Albany, NY – Today, Assemblymember Phil Steck and Senator Shelley Mayer held a joint press conference to highlight the importance of the Complex Care Act (A464A/S4462A), their legislation, which would allow family members of medically fragile children to become certified and financially compensated for the care they are already providing to their children.

“Under current law, medically fragile children are entitled to private duty nursing care paid for by Medicaid. The problem is that there is a chronic shortage of private duty nurses, and the existing state-allocated funding for them is not being utilized,” said Assemblymember Steck. “Because of this, parents are already providing the care that a private duty nurse would, but they are not being compensated for it. This creates an additional financial burden on families, making it harder for them to support themselves. I am proud to sponsor this legislation to ensure these parents receive the financial support they deserve.”

The legislation requires private duty nursing agencies to allocate at least 65% of their Medicaid reimbursement funds to directly compensate parents who provide care to their medically fragile children. The New York State Department of Health will review reimbursement rates twice a year to adjust for inflation. Additionally, the state would qualify for a federal Medicaid match, which would help fund the program.

“The Complex Care Act is a crucial step towards addressing the significant challenges and financial burdens faced by parents and families of medically fragile children. By allowing parents to become certified caregivers, this legislation ensures they receive adequate financial compensation for their care and alleviates the financial stress on families. With regular supervisory visits by registered nurses, it also guarantees that their children receive the expert care they need and deserve, without the worry of a shortage in healthcare providers, said Senator Mayer. “I am proud to support the Complex Care Act alongside Assembly Member Steck. It is crucial that we pass and sign this legislation into law this year, so that children can access essential care without delay, and families can receive the necessary support.”

A national survey of parents with medically fragile children found that more than half (52%) had to reduce their working hours, while 42% needed to take at least one leave of absence. Additionally, 31% had to turn down a promotion, and 21% left their job or retired early to provide the necessary care for their child. As a result, these parents often struggle to maintain employment while also facing higher out-of-pocket medical costs due to inadequate health insurance coverage.

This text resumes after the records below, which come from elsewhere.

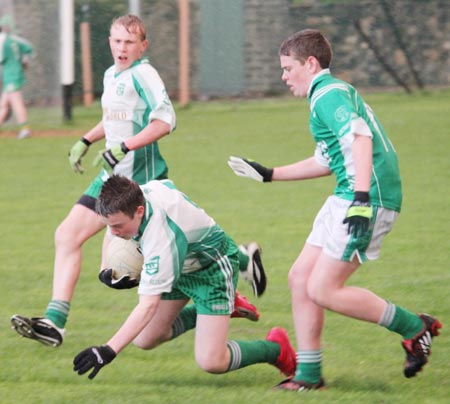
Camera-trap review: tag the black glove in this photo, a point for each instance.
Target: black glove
(124, 282)
(251, 169)
(359, 214)
(94, 357)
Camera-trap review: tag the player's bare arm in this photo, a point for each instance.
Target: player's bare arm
(135, 323)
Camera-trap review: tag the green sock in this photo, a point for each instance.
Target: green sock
(58, 311)
(309, 366)
(243, 261)
(186, 320)
(245, 353)
(401, 321)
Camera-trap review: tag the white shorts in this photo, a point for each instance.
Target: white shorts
(332, 236)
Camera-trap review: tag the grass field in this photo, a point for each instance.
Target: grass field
(363, 362)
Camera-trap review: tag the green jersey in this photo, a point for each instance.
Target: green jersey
(131, 99)
(13, 51)
(337, 112)
(177, 238)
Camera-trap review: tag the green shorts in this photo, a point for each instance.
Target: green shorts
(212, 289)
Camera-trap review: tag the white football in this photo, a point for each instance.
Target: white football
(124, 258)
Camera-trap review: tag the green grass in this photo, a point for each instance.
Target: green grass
(363, 362)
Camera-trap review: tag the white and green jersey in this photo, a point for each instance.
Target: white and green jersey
(176, 237)
(337, 112)
(13, 51)
(132, 99)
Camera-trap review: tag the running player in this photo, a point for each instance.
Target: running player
(15, 53)
(137, 112)
(348, 230)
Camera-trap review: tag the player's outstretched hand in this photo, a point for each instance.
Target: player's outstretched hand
(78, 150)
(124, 282)
(94, 357)
(251, 169)
(109, 158)
(359, 214)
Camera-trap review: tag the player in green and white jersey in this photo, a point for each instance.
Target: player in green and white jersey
(349, 228)
(15, 53)
(187, 256)
(137, 112)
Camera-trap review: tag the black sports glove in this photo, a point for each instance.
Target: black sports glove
(124, 282)
(359, 214)
(94, 357)
(251, 169)
(109, 158)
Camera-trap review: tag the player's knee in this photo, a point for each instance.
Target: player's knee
(297, 283)
(147, 342)
(318, 295)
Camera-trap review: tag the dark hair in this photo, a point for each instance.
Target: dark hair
(119, 194)
(305, 43)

Missy Miller, Councilwoman from the Town of Hempstead, NY and mother of a medically fragile child, shared her personal experience, “As a former Assemblywoman, I was personally impacted by the private duty nursing crisis, which forced me to step away from a job I loved. The Complex Care Act bill is a critical step in bridging the gap in care by allowing parents of medically fragile children to be paid for the care they already provide. This legislation would bring much-needed financial relief to families experiencing the stress of medical fragility. No parent should have to choose between their child’s care and financial stability.”

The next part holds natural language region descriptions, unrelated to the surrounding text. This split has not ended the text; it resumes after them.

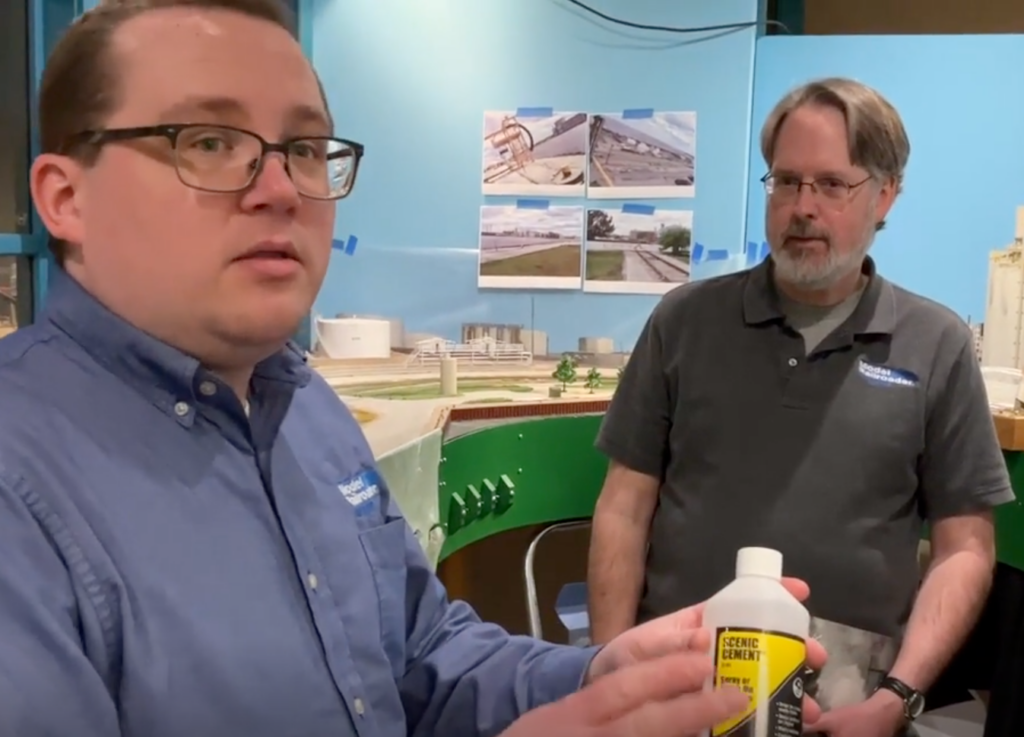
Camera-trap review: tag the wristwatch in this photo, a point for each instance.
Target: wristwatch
(913, 701)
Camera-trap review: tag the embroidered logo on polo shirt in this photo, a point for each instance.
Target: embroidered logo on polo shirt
(363, 491)
(885, 376)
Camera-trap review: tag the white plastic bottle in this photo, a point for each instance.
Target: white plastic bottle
(759, 644)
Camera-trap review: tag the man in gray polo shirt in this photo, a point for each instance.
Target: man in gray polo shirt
(809, 405)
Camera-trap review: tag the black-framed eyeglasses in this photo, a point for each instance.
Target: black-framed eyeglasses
(834, 190)
(223, 159)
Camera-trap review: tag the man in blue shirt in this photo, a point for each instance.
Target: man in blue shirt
(194, 538)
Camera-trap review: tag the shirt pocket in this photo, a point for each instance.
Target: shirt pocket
(385, 550)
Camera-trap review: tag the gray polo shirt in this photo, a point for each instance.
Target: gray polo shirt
(835, 458)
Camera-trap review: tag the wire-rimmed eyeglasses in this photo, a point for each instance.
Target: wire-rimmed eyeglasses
(833, 190)
(223, 159)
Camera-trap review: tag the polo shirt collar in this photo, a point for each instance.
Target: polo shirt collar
(876, 313)
(158, 371)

Janine Lampo, a dedicated advocate with The Voices for the Medically Fragile of New York and mother of a medically fragile child, shared, “There is no way you could ever plan for this medically fragile life. In fact, I never knew life like this existed before I had my son Mason. Seeing your baby intubated, with machines breathing for them, is something no parent should ever have to experience.”

Dr. Joanne Porter, a pediatric palliative care physician who has treated numerous medically fragile children across the Northeast, emphasized the challenges families face, “Caring for a medically fragile child is an unrelenting journey that requires immense emotional, physical, and financial resilience. Families navigate complex medical decisions, frequent hospitalizations, and the constant fear of emergencies, all while trying to provide a sense of normalcy for their children. The weight of this responsibility is profound, often leaving caregivers exhausted and isolated, yet their love and dedication never waver.”

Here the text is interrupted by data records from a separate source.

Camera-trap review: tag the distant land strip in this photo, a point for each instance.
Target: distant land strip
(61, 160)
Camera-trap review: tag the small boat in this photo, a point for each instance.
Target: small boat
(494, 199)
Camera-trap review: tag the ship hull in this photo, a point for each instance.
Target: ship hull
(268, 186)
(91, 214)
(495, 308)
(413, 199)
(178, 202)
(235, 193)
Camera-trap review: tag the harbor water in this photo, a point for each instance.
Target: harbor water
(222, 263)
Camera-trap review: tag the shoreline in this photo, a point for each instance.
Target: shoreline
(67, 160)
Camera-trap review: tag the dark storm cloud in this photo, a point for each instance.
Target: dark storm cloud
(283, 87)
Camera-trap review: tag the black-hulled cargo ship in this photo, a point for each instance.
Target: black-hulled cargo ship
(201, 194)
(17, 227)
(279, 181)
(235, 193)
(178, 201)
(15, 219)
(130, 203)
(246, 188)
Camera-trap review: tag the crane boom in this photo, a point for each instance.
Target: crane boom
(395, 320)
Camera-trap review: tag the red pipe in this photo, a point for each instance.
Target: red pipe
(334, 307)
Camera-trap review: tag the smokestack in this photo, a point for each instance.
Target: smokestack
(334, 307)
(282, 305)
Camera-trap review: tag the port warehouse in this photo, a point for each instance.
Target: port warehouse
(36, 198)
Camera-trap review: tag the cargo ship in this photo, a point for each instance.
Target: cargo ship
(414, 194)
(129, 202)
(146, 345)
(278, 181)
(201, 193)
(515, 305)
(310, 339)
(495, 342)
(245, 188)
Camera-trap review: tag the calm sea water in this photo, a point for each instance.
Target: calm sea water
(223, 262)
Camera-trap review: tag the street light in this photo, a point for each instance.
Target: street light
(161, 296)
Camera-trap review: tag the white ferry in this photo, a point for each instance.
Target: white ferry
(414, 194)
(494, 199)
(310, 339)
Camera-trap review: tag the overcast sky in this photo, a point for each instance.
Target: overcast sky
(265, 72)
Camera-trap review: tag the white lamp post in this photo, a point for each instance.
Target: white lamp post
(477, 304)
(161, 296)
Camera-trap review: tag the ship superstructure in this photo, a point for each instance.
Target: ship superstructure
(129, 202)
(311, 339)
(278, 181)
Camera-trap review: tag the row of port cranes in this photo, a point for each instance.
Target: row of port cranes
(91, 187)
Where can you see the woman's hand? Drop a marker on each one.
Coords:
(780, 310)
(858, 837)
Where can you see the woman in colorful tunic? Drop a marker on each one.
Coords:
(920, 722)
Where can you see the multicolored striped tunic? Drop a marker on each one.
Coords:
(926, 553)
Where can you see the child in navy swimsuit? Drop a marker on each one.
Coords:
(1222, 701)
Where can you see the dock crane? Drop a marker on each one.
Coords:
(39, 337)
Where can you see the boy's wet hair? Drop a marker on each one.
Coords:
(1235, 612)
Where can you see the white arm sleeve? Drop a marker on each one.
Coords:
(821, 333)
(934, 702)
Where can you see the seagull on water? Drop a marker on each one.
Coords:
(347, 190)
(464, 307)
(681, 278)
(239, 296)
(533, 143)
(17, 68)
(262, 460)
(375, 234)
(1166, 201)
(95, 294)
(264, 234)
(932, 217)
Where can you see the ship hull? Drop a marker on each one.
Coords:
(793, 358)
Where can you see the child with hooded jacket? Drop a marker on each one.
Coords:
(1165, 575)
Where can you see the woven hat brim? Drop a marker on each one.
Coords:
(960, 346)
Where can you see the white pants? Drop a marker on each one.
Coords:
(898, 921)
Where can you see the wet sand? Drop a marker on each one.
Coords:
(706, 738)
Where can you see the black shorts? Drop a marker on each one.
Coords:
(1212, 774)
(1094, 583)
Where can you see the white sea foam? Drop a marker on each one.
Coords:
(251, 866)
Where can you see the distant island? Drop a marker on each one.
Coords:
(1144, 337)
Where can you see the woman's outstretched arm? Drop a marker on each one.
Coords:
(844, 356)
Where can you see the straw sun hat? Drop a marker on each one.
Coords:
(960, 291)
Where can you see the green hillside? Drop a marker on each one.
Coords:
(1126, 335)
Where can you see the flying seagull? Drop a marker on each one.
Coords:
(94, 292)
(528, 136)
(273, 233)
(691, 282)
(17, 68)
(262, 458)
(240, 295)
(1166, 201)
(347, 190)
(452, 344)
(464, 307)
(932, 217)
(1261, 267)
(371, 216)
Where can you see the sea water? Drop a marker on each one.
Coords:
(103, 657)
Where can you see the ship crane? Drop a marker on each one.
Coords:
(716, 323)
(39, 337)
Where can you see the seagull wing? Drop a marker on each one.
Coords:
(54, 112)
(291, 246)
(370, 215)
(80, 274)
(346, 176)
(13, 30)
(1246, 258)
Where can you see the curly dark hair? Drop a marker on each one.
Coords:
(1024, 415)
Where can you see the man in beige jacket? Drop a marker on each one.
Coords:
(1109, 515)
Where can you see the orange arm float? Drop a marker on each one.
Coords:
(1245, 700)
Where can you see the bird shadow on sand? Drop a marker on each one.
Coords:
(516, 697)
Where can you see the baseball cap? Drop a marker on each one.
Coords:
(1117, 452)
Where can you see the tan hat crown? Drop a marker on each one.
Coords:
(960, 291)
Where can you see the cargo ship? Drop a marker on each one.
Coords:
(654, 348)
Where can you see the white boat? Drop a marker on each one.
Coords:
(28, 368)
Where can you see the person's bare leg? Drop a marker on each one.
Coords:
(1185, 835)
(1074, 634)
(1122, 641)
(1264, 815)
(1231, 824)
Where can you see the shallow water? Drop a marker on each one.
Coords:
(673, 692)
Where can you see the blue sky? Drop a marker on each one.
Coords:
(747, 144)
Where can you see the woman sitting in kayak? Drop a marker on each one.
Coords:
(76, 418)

To qualify for a federal Medicaid match, parents providing care to their medically fragile child must submit a care plan to the New York State Department of Health every 180 days, undergo regular supervision by a registered nurse, and utilize the electronic verification system. If the federal government grants New York State a waiver, the program will be funded equally by the federal and state governments, with each covering 50% of the cost.

The legislation is currently under consideration in both the Assembly and Senate Health Committees.